Absolutely true. Since this ratio is probably the most critical metric of all to a healthy innovation system, one could cynically say that if the private sector isn't going to put up the R and D dollars, the government should put up less to bring that balance back to three to one, because that three to one, or in fact greater than three to one, has been shown to be absolutely optimal for an innovative economy.
But having said that, I'm not arguing necessarily for less contribution. It's focused contribution in the right way. If you involve the industry very directly in what the activity is, you will find that they will be willing to put more money into R and D. I don't think it takes any single policy--and again, I'm not a tax expert, but looking at, for example, SR and EDs alone, it's a non-holistic way of looking at it and all you will do is affect one portion of the supply chain. You have to look at the whole supply chain and see how you can encourage more R and D by the private sector.

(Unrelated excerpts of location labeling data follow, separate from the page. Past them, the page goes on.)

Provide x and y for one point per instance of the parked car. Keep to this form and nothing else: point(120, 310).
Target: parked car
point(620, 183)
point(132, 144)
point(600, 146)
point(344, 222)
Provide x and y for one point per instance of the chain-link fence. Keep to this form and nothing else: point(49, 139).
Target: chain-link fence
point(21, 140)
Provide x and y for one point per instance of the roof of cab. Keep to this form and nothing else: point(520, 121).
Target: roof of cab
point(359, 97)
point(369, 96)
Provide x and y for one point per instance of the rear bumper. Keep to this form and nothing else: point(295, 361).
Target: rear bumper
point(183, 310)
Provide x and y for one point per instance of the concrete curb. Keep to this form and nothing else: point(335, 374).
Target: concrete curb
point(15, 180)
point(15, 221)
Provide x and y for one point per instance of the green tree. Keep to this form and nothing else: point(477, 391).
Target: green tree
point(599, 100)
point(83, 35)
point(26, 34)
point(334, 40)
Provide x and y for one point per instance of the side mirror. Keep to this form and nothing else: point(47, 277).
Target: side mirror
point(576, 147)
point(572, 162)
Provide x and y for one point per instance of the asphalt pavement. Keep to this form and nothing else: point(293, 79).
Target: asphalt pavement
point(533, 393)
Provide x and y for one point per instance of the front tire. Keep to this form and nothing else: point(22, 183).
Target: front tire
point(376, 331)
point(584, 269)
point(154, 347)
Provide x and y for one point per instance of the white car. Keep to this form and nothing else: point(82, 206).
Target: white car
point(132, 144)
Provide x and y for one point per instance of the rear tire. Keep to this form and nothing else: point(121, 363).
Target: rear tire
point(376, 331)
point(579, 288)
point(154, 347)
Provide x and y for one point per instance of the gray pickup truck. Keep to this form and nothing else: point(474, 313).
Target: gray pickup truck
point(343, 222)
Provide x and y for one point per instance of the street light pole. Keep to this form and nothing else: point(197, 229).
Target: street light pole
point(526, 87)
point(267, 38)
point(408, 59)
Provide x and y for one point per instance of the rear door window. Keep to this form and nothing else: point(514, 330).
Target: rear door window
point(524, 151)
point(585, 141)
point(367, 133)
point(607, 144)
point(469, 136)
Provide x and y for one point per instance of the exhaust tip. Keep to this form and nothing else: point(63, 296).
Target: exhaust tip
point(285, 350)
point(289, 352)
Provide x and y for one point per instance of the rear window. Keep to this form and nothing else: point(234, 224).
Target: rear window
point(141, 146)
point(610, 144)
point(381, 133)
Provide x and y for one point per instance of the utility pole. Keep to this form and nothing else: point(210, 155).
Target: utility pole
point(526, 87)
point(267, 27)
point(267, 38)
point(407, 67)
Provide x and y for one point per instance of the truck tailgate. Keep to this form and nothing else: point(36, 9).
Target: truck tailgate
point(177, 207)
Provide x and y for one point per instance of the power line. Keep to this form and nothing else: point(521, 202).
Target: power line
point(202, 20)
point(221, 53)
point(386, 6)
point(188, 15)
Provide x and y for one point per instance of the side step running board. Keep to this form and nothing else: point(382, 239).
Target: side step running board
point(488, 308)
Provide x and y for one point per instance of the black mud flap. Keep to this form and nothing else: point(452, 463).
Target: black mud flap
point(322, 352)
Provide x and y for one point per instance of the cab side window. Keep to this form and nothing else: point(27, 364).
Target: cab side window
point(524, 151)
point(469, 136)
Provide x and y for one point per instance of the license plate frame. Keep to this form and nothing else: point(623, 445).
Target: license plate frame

A short-term move in the right direction would be to provide more private sector governance into some public sector funding such that you would have more market pull influence as well as technology push. You need both. You cannot do it with one or the other; you need both. But as I've shown, we have an imbalance between technology push and market pull.
So let me give you an example. I was at CANMET's lab in Devon yesterday, giving a talk there. I walked out with some industry people who said, “Fantastic facility. Great, extremely bright people. Not working on problems that are of interest to us. Why is it being done?”
So if you focused that money and that facility on more of a partnership and said, “We'll put in the money. You put in the money, private sector, but you get to drive the agenda that pulls the technology to answer the challenges you face”, I think you'd find they'd come on board pretty fast.